Kapak menempel dengan ujung kayu bendera.
Sinto Gendeng kerahkan tenaga dalam hawa sakti.
Mata kapak sakti serta merta memancarkan sinar
terang benderang.
Kain bendera yang basah oleh darah terbakai
Gagang bendera kelihatan membara. Lalu ada
suara letupan kecil.
"Dessss!"
Asap mengepul.
Wiro menjerit keras, tubuhnya terpental jatuh
terlentang di tanah. Bendera Darah dan
gagangnya tidak kelihatan lagi. Dibagian dada
yang sebelumnya ditancapi gagang bendera, kini
kelihatan satu lubang kecil hitam, mengucurkan
darah.
"Nek...."
Wiro berusaha bangkit berdiri. Dadanya seperti
ditempeli bara menyala. Tapi si nenek membentak.
"Jangan bergerak!"
Lalu Sinto Gendeng dekati muridnya,
membungkuk. Dia singsingkan ujung kainnya yang
basah oleh air kencing. Wiro tutup jalan
pernafasan. Tak tahan santarnya bau air kencing
ditubuh dan pakaian si nenek. Sinto Gendeng
peras ujung kainnya.

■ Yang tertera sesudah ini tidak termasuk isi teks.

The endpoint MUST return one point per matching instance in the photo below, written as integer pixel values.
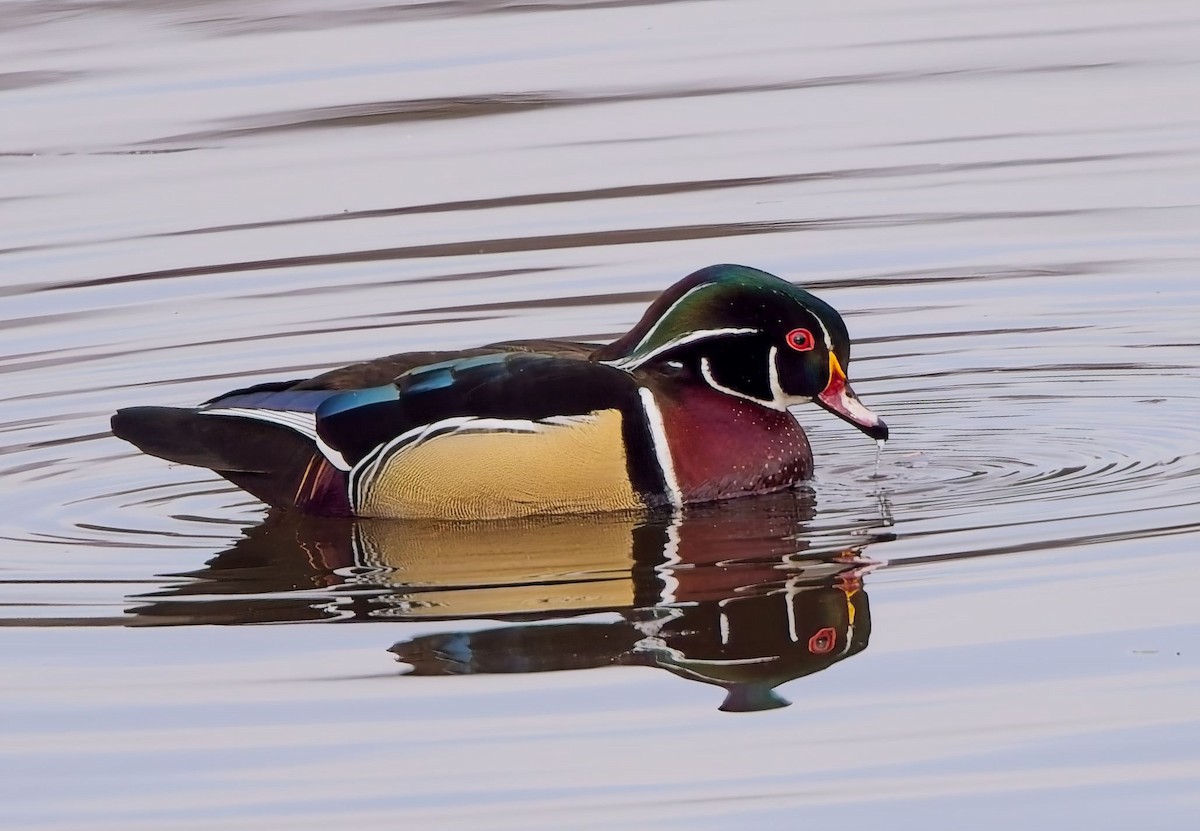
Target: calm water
(997, 626)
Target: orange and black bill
(840, 400)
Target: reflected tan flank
(561, 468)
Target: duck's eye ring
(801, 340)
(823, 641)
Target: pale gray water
(1002, 198)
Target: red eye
(801, 340)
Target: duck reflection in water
(730, 595)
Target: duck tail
(276, 464)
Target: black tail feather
(265, 459)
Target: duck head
(748, 334)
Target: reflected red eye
(823, 640)
(801, 340)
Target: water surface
(997, 626)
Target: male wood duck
(689, 406)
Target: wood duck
(689, 406)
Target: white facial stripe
(691, 336)
(780, 400)
(303, 423)
(826, 333)
(661, 449)
(665, 315)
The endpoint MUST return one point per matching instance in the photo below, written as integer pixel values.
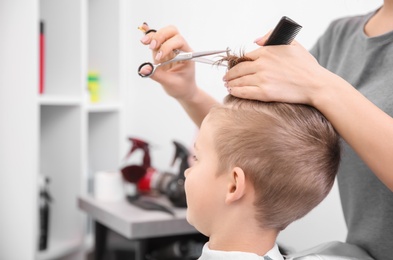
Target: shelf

Air kencing jatuh menetes
tepat di arah lubang kecil didada sang murid.
"Ces...ces...ces!"
Terdengar suara seperti air jatuh di atas bara
api. Wiro mengerenyit menahan sakit.
"Cukup tiga tetes!" Kata si nenek pula. Lalu
dengan tangan kirinya dia usap dada Wiro. Tanda
hitam lenyap. Lubang kecil juga lenyap. Lelehan
darah tak kelihatan lagi. Tak ada cacat bekas
luka. Dada itu mulus seperti tidak pernah ditancapi
apa-apa.
"Nek, kau punya ilmu baru!" Ujar Pendekar
212 sambil pandangi dadanya, kagum akan
kehebatan sang guru.
"Hemmmm...." Si nenek bergumam. "Namanya
Ilmu Pengobatan Kencing Sakti. Sekarang biar
penyakitmu tuntas air kencing akan aku peraskan
ke dalam mulutmu. Siapa tahu gagang bendera
itu ada racunnya. Ayo ngangakan mulutmu!"
Wiro tersentak kaget.
"Tidak Nek, ampun! Aku sudah sembuh! Terima
kasih Nek, terima kasih!" Wiro tekap mulutnya,
buru-buru berdiri dan menjauh dari si nenek.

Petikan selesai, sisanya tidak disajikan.